PIs: Jessilyn Dunn, Assistant Professor of Biomedical Engineering; Shelley Hwang, M.D., M.P.H., Mary and Deryl Hart Distinguished Professor of Surgery

This team will be using wearable devices to monitor up to 50 patients before and after surgery as a way to track surgical recovery. Inexpensive, unobtrusive monitoring of post-operative physiology may help to identify early complications after surgery and reduce costly hospital readmissions.

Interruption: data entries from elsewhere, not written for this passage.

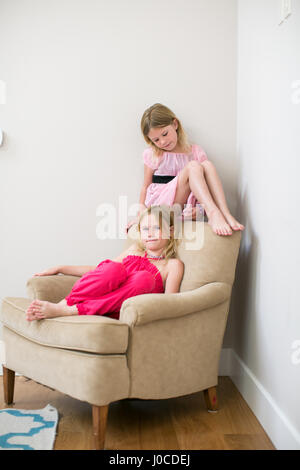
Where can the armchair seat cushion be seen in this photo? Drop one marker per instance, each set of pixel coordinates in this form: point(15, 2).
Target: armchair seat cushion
point(94, 334)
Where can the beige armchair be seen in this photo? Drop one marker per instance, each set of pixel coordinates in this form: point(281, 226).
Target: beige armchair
point(162, 346)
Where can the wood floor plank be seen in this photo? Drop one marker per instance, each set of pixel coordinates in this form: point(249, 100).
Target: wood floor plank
point(181, 423)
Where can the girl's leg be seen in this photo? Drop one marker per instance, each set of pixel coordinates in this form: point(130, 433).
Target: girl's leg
point(137, 283)
point(216, 189)
point(191, 178)
point(40, 309)
point(106, 277)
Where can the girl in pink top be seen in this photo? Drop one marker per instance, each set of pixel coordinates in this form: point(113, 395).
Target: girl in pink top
point(149, 266)
point(176, 172)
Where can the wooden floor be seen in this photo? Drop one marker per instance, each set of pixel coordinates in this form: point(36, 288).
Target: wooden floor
point(174, 424)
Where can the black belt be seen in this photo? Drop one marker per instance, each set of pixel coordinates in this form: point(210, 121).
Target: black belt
point(162, 179)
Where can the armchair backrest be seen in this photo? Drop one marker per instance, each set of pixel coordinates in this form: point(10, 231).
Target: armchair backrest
point(207, 257)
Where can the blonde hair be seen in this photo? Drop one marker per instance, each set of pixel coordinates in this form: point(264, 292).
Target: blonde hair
point(158, 116)
point(165, 217)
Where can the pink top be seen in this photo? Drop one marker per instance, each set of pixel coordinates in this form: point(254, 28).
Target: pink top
point(142, 263)
point(169, 164)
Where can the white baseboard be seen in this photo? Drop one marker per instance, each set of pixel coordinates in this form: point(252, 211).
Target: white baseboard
point(280, 430)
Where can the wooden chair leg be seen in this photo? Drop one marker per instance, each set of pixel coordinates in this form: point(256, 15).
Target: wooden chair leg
point(99, 425)
point(8, 385)
point(211, 400)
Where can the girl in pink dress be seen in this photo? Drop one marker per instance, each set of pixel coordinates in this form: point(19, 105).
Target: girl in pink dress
point(176, 172)
point(148, 266)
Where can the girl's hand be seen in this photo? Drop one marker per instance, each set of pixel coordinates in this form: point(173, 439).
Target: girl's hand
point(48, 272)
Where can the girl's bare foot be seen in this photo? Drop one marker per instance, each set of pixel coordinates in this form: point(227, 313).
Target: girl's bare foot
point(218, 223)
point(40, 309)
point(234, 224)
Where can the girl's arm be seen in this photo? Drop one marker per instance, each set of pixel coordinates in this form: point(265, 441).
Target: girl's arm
point(148, 173)
point(71, 270)
point(175, 274)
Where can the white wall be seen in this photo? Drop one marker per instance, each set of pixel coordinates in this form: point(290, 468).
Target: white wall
point(266, 319)
point(79, 75)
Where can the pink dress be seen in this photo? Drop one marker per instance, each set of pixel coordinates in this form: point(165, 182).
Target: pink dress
point(102, 291)
point(169, 164)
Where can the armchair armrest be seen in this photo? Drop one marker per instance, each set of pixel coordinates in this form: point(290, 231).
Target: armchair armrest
point(146, 308)
point(52, 288)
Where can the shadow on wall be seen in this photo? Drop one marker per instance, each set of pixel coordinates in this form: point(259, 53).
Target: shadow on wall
point(247, 287)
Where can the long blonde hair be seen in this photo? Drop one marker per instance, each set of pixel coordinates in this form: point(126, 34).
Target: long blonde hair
point(158, 116)
point(165, 217)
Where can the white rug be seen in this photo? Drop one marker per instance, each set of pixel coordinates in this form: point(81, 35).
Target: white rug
point(28, 429)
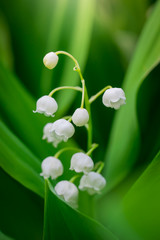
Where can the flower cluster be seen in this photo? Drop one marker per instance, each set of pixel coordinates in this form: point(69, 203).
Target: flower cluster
point(62, 129)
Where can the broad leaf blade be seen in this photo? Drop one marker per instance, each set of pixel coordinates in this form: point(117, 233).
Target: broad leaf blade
point(63, 222)
point(17, 107)
point(19, 162)
point(21, 210)
point(4, 237)
point(141, 204)
point(124, 139)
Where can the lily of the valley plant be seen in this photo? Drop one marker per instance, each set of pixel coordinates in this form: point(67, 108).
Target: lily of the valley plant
point(90, 178)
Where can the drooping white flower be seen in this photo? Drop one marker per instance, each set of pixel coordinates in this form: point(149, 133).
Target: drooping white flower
point(81, 162)
point(51, 167)
point(80, 117)
point(46, 105)
point(93, 182)
point(114, 98)
point(47, 133)
point(68, 191)
point(50, 60)
point(61, 130)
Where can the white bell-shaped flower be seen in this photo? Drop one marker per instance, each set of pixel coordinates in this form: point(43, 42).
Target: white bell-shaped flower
point(50, 60)
point(61, 130)
point(46, 105)
point(114, 98)
point(80, 117)
point(47, 133)
point(68, 191)
point(51, 167)
point(81, 162)
point(93, 182)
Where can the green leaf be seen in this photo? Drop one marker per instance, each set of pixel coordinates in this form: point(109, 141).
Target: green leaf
point(17, 107)
point(4, 237)
point(141, 204)
point(5, 45)
point(69, 223)
point(124, 140)
point(21, 210)
point(19, 162)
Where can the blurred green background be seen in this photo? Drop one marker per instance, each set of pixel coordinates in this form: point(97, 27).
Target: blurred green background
point(116, 42)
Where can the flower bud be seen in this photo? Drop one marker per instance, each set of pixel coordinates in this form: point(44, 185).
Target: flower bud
point(46, 105)
point(92, 183)
point(50, 60)
point(61, 130)
point(80, 117)
point(51, 167)
point(114, 98)
point(68, 191)
point(81, 162)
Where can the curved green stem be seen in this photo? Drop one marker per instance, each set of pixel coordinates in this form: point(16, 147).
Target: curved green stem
point(93, 98)
point(64, 87)
point(94, 146)
point(83, 93)
point(69, 55)
point(88, 108)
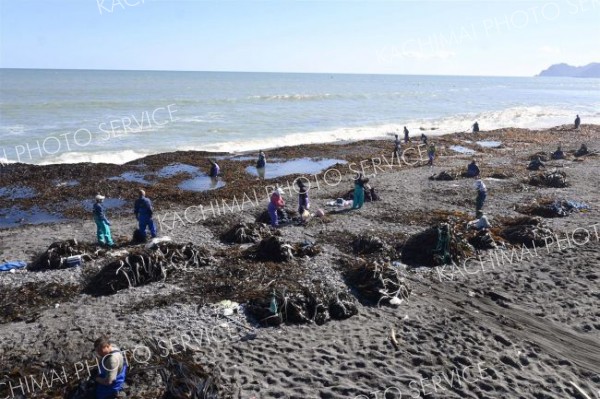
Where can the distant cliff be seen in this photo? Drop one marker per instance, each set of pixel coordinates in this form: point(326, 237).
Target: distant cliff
point(587, 71)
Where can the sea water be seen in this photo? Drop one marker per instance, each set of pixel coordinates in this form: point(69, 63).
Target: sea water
point(66, 116)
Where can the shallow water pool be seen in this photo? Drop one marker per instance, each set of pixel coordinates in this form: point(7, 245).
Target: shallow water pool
point(302, 165)
point(462, 150)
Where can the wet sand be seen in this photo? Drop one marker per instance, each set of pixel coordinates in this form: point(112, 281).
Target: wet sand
point(528, 328)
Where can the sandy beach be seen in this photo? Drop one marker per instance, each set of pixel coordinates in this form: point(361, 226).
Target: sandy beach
point(489, 328)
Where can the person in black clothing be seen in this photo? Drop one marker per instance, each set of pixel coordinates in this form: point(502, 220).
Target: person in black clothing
point(303, 203)
point(473, 169)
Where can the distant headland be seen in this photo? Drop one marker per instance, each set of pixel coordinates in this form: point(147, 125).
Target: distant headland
point(587, 71)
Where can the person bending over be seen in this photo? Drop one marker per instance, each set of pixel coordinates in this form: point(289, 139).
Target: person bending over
point(143, 213)
point(112, 371)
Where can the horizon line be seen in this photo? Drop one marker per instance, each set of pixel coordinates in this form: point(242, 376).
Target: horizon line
point(265, 72)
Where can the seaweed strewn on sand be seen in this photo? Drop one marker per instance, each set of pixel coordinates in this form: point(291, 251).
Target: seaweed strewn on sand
point(345, 305)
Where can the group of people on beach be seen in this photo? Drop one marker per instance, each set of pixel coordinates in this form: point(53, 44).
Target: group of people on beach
point(142, 209)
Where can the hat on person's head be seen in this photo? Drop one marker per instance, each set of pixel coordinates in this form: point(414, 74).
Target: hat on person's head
point(101, 343)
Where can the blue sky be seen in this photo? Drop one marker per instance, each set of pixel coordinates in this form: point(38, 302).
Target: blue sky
point(505, 38)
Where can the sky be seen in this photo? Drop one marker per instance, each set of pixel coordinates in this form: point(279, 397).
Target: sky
point(490, 38)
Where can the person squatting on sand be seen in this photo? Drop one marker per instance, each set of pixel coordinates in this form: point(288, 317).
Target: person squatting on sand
point(143, 213)
point(358, 199)
point(397, 146)
point(582, 151)
point(112, 369)
point(480, 223)
point(276, 202)
point(473, 169)
point(481, 195)
point(261, 165)
point(102, 223)
point(213, 173)
point(431, 154)
point(303, 203)
point(558, 154)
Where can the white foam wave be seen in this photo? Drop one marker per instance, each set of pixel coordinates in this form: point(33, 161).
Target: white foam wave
point(293, 97)
point(520, 117)
point(115, 157)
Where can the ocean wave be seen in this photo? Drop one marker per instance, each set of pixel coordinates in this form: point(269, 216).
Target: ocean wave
point(114, 157)
point(294, 97)
point(519, 117)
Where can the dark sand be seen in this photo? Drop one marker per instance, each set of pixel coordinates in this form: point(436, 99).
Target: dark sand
point(526, 329)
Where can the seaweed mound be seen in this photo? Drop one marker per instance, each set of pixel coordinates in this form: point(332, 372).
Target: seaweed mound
point(56, 254)
point(482, 240)
point(305, 306)
point(364, 244)
point(375, 282)
point(243, 233)
point(272, 248)
point(554, 179)
point(443, 176)
point(547, 208)
point(438, 245)
point(285, 216)
point(142, 267)
point(528, 231)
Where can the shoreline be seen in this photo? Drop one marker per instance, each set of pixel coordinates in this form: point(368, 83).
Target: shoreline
point(432, 132)
point(530, 324)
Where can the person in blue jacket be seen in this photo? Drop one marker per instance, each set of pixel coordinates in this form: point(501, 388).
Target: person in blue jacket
point(358, 199)
point(112, 369)
point(102, 223)
point(261, 164)
point(143, 213)
point(473, 169)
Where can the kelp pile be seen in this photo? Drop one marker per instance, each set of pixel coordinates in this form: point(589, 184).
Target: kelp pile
point(554, 179)
point(549, 208)
point(141, 267)
point(183, 377)
point(481, 240)
point(243, 233)
point(375, 282)
point(276, 292)
point(24, 303)
point(274, 249)
point(440, 244)
point(284, 215)
point(443, 176)
point(528, 231)
point(367, 244)
point(55, 256)
point(311, 305)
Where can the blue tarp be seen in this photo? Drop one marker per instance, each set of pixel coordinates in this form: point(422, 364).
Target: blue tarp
point(16, 264)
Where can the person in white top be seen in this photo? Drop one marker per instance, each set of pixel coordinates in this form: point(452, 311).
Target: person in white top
point(481, 195)
point(480, 223)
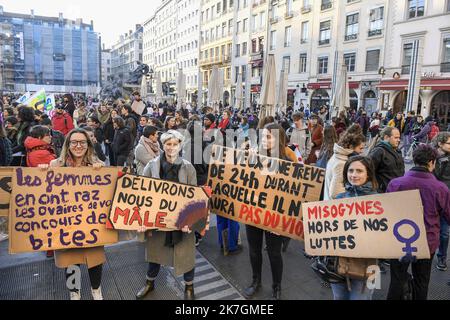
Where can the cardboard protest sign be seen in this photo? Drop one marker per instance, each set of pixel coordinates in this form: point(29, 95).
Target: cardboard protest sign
point(138, 107)
point(5, 190)
point(158, 205)
point(385, 226)
point(61, 208)
point(260, 191)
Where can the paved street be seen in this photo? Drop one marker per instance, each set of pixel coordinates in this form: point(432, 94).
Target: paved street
point(32, 276)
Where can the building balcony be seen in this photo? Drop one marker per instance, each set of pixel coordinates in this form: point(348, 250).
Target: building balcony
point(445, 67)
point(351, 37)
point(274, 20)
point(288, 15)
point(326, 6)
point(257, 56)
point(306, 9)
point(376, 32)
point(256, 80)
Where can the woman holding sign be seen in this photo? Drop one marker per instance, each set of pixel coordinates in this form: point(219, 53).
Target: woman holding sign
point(78, 151)
point(273, 144)
point(175, 248)
point(359, 181)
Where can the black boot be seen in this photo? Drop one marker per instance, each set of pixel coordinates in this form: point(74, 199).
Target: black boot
point(149, 287)
point(253, 289)
point(276, 292)
point(189, 292)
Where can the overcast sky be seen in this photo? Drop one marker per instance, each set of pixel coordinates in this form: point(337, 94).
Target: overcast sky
point(111, 17)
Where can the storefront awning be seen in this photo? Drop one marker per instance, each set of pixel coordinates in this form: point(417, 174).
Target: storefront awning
point(327, 85)
point(425, 84)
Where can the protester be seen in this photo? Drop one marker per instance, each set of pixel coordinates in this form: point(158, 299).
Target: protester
point(442, 173)
point(273, 140)
point(97, 146)
point(78, 151)
point(387, 158)
point(300, 135)
point(436, 206)
point(177, 248)
point(316, 139)
point(147, 149)
point(359, 180)
point(122, 143)
point(348, 145)
point(327, 150)
point(5, 148)
point(26, 122)
point(62, 121)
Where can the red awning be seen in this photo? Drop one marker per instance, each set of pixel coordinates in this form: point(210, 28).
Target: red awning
point(327, 85)
point(425, 84)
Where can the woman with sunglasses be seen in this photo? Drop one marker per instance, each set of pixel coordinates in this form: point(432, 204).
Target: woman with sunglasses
point(78, 151)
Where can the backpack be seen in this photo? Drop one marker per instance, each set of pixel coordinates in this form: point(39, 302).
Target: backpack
point(8, 151)
point(433, 132)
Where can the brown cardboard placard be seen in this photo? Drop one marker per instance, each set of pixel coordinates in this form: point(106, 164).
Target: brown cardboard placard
point(5, 189)
point(384, 226)
point(261, 191)
point(138, 107)
point(157, 205)
point(61, 208)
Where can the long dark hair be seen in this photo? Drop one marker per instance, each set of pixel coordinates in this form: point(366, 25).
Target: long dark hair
point(367, 162)
point(282, 138)
point(329, 139)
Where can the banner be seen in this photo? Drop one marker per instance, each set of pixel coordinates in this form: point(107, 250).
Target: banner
point(5, 190)
point(138, 107)
point(158, 205)
point(24, 98)
point(260, 191)
point(61, 208)
point(49, 104)
point(385, 226)
point(37, 100)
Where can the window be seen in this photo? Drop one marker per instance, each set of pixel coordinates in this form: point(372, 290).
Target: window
point(407, 57)
point(287, 64)
point(350, 61)
point(322, 65)
point(352, 27)
point(416, 8)
point(376, 21)
point(305, 32)
point(445, 66)
point(303, 62)
point(273, 39)
point(289, 7)
point(325, 32)
point(326, 4)
point(287, 37)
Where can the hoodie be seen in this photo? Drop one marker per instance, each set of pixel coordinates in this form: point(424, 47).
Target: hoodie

3D Photonic Structure as Catalyst Support for Plasmonic Catalysts To Enable Solar Ammonia Synthesis Under Concentrated Sunlight

Natural Sciences + Engineering

PIs: Jie Liu, George Barth Geller Distinguished Professor of Chemistry; Natalia Litchinitser, Professor of Electrical and Computer Engineering

The team is designing a 3D catalyst system that can use solar energy to enhance chemical reactions. Their seed grant is aimed at a proof-of-concept called “3-D solid fog,” a lattice of boron nitride microtubes which can be used as catalyst support for plasmonic nanoparticle to enable more efficient use of solar light in chemical synthesis. They will be using artificial intelligence to optimize the design of the microstructured fog and then testing it in solar light powered synthesis of ammonia, which is both a valuable fertilizer and a highly efficient carrier of hydrogen, storage of which will be critical to hydrogen-fueled, carbon-neutral technologies.